Over the course of the past few decades, a shift has taken place when it comes to what’s important to young talent entering the workforce.

“When I was growing up it was about what you wanted to do,” says Kirk Moriarty, Director of Downtown Development at Greater Fort Wayne Inc. “For millennials and others, it’s about ‘Where do I want to do this?’”

This shift has important implications for community development strategies, putting focus not just on economic opportunities, but also what Moriarty calls “building a quality of place.” 

“Our goal is to create a space, and a working environment, that is attractive to the workforce of the future,” he added. “The kind of people it’s so vital to attract.”


‘Quality of place’ is one of three key GFW Inc. objectives, designed to help facilitate the realization of a regional vision.

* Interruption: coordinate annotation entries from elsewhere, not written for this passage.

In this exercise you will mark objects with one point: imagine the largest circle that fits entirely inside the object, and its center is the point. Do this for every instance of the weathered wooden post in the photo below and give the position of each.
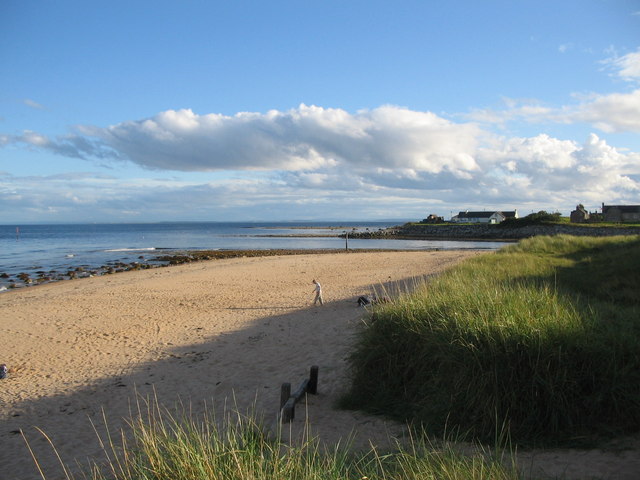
(285, 393)
(312, 387)
(288, 400)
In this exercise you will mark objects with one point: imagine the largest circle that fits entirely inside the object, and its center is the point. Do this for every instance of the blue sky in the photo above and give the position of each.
(304, 110)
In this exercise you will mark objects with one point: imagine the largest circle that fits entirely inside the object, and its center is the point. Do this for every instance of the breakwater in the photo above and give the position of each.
(492, 232)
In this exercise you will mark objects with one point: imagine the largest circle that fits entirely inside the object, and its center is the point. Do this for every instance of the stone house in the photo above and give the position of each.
(483, 217)
(621, 213)
(579, 215)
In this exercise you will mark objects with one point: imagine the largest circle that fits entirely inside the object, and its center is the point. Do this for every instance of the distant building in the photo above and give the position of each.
(483, 217)
(621, 213)
(433, 218)
(579, 215)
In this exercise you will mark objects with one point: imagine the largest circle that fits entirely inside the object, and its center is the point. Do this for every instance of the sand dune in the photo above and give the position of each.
(206, 334)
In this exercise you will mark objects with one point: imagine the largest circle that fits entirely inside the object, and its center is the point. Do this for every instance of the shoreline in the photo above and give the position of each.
(213, 336)
(214, 333)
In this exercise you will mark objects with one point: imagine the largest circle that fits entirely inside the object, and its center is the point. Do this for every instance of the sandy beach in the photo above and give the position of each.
(208, 334)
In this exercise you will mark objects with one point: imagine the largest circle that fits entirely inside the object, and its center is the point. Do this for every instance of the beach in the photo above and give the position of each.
(220, 334)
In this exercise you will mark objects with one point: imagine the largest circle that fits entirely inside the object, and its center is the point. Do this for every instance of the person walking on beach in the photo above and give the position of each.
(318, 291)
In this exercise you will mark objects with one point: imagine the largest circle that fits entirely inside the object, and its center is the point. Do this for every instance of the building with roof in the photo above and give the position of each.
(621, 213)
(484, 216)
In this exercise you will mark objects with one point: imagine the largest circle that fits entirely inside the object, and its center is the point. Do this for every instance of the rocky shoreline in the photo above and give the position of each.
(492, 232)
(41, 277)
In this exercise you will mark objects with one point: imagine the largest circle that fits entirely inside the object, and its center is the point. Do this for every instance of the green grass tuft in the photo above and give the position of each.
(542, 336)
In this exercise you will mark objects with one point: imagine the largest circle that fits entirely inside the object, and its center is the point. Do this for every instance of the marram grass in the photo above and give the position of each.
(164, 446)
(541, 339)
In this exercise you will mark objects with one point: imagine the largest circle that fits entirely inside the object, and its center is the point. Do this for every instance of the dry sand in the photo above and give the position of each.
(207, 334)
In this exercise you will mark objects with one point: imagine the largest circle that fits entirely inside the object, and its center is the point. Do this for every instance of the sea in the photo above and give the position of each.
(48, 250)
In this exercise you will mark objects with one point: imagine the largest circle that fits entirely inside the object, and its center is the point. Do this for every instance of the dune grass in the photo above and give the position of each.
(540, 340)
(169, 446)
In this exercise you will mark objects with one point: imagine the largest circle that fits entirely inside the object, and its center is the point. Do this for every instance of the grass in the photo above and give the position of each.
(541, 338)
(176, 446)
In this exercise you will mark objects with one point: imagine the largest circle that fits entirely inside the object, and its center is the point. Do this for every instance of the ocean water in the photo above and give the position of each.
(45, 248)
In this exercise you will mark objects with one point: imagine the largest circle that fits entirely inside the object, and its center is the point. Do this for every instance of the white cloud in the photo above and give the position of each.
(618, 112)
(33, 104)
(306, 138)
(627, 67)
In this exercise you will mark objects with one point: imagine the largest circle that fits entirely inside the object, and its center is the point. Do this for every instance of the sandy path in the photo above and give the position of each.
(207, 332)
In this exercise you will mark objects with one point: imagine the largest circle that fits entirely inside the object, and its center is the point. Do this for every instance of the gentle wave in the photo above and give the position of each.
(147, 249)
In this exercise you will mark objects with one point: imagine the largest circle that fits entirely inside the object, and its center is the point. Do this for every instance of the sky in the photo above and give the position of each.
(326, 110)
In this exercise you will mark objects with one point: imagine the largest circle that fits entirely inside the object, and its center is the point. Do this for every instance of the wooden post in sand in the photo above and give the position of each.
(312, 387)
(285, 393)
(288, 400)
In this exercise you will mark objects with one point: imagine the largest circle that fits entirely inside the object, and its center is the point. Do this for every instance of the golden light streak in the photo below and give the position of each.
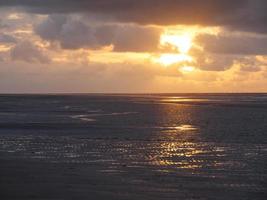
(187, 69)
(169, 59)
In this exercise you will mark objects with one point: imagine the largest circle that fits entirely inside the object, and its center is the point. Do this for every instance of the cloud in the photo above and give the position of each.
(28, 52)
(249, 64)
(75, 34)
(233, 44)
(5, 38)
(211, 61)
(168, 12)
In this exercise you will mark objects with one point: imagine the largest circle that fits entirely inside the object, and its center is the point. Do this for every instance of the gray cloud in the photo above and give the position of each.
(211, 61)
(247, 15)
(28, 52)
(4, 38)
(233, 44)
(249, 64)
(74, 34)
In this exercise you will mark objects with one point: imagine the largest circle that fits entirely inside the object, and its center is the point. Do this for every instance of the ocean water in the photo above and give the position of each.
(172, 146)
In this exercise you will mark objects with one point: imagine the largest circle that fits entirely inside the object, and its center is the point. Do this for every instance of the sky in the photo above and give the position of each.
(133, 46)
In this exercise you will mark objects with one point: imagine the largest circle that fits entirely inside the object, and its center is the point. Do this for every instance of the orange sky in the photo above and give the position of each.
(85, 52)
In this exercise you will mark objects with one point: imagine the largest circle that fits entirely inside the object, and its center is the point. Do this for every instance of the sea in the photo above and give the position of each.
(133, 146)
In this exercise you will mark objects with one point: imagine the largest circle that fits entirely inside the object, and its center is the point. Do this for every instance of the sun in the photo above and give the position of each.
(180, 44)
(169, 59)
(187, 69)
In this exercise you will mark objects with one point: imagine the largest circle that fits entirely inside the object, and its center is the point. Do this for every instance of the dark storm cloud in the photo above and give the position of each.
(75, 34)
(28, 52)
(4, 38)
(247, 15)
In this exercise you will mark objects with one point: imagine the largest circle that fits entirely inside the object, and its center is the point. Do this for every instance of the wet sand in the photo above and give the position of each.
(73, 168)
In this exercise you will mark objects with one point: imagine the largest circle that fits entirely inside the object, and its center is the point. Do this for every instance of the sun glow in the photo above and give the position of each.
(180, 44)
(187, 69)
(169, 59)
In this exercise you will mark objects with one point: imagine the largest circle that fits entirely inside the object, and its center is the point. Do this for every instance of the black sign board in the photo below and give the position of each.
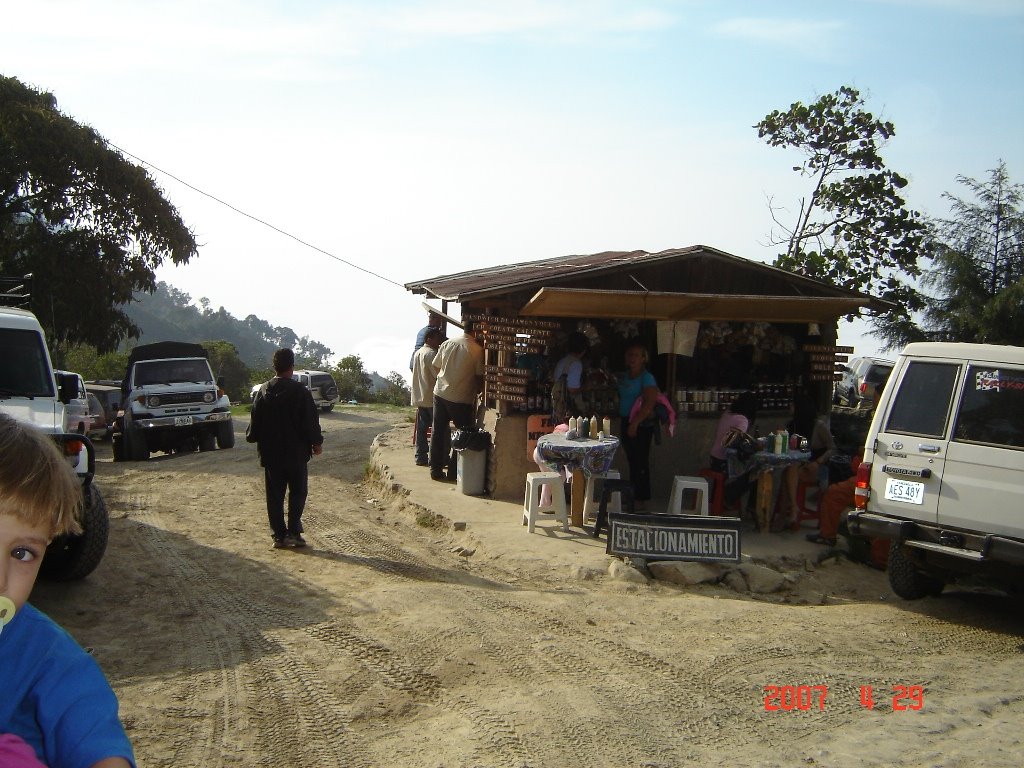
(674, 537)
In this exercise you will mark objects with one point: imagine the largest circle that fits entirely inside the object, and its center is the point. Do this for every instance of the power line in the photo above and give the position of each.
(255, 218)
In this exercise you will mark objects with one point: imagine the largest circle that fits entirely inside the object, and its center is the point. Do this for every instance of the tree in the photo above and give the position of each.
(396, 392)
(854, 229)
(225, 363)
(83, 359)
(89, 225)
(978, 268)
(353, 382)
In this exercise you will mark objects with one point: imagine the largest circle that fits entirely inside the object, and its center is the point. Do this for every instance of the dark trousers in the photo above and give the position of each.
(424, 420)
(446, 412)
(295, 479)
(638, 455)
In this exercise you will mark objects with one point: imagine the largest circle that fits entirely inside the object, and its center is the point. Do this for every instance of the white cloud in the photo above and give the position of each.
(812, 37)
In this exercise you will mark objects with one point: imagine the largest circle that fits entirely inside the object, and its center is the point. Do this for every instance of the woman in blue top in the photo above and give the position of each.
(636, 436)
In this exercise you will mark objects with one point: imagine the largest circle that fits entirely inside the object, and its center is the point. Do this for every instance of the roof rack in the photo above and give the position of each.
(15, 292)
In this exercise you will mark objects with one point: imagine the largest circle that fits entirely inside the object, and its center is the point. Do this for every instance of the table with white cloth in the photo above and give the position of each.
(583, 457)
(768, 468)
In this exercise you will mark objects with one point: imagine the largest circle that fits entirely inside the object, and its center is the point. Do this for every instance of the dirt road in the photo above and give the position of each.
(380, 646)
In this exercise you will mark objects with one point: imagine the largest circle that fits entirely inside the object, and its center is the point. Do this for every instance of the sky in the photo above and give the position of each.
(404, 139)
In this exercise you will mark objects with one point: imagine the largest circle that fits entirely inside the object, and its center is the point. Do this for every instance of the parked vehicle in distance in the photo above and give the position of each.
(943, 470)
(108, 392)
(861, 378)
(321, 385)
(171, 402)
(76, 407)
(99, 428)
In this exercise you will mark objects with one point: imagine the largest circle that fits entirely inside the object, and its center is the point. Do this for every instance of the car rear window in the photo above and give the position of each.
(923, 400)
(991, 410)
(878, 374)
(25, 371)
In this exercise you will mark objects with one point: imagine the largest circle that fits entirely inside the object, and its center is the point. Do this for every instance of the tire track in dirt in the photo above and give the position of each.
(483, 616)
(259, 669)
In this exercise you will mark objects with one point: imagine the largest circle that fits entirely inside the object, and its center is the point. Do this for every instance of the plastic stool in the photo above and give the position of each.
(679, 485)
(625, 491)
(531, 504)
(595, 484)
(716, 486)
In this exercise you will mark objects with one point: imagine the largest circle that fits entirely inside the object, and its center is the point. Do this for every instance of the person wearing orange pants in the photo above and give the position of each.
(838, 497)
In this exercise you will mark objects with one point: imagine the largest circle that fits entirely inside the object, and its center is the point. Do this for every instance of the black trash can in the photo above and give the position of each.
(471, 445)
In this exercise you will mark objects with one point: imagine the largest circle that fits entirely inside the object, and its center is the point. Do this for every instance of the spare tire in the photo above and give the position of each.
(72, 557)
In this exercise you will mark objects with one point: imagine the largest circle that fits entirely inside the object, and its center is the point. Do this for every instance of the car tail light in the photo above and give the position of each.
(862, 491)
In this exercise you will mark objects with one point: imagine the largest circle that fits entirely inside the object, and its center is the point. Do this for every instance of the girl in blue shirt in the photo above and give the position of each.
(54, 695)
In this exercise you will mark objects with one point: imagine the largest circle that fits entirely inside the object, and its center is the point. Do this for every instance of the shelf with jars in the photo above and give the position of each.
(711, 401)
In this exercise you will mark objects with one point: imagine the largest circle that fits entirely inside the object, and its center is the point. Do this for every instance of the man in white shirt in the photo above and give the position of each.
(424, 377)
(459, 364)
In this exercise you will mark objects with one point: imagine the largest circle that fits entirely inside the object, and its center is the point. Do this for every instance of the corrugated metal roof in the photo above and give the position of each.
(567, 302)
(503, 279)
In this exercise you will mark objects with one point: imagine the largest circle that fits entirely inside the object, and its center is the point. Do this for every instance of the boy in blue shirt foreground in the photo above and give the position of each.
(54, 696)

The vision, articulated by the Regional Cities Initiative, is to grow the population of northeast Indiana from 750,000 to one million in the next ten years. This includes transforming Fort Wayne, the region’s metropolitan center, into a top 25 metro city in the U.S.

And development is underway to do just that. Specifically, Moriarty said, with the current Landing project.

“The Landing is a comprehensive redevelopment effort in Downtown Fort Wayne that looks at the last remaining vestiges of our history,” he said. “We have acquired seven buildings in order to execute an economic development project that is unified, has lasting ability, and revisits what it used to do 100 years ago — even 30 years ago — as a dynamic center of mercantile and entertainment.”


Over the last ten years, Fort Wayne has designed and implemented a series of significant economic development projects, moving toward what Moriarty says has always been the ultimate focus: riverfront development. And now, after putting these ‘stepping stones’ into place, Fort Wayne is in a position to move forward on plans for the riverfront.

Moriarty said that the development team at GFW Inc. is working with individual business owners to help them find where they fit into this picture — figuratively and literally. He works to help investors find suitable space for their business.

“Given the particular limited availability at the street level, it’s a challenge,” he said. “And sometimes you have to get way out ahead of things to almost make space. [We have] personal relationships with business owners and brokers, to know what’s open and what fits best.”


It’s a massive and complex task, but Moriarty said that it’s made easier by the overwhelming support of the community. Groups like YLNI are very engaged and involved, and he said that GFW Inc. wants to take advantage of that, as well as their partners at the City of Fort Wayne.

“What’s really neat is that we [in Fort Wayne] are taking a great sense of pride and ownership. We tend to be softer-spoken about our accomplishments,” he added. “But slowly we’re becoming that community that’s a little more progressive and outspoken and proud of what we’ve done.”

And, he adds, what we continue to do.

“Don’t blink.” He says. Or you’ll miss “all the enormous change that’s here and that’s on the horizon.”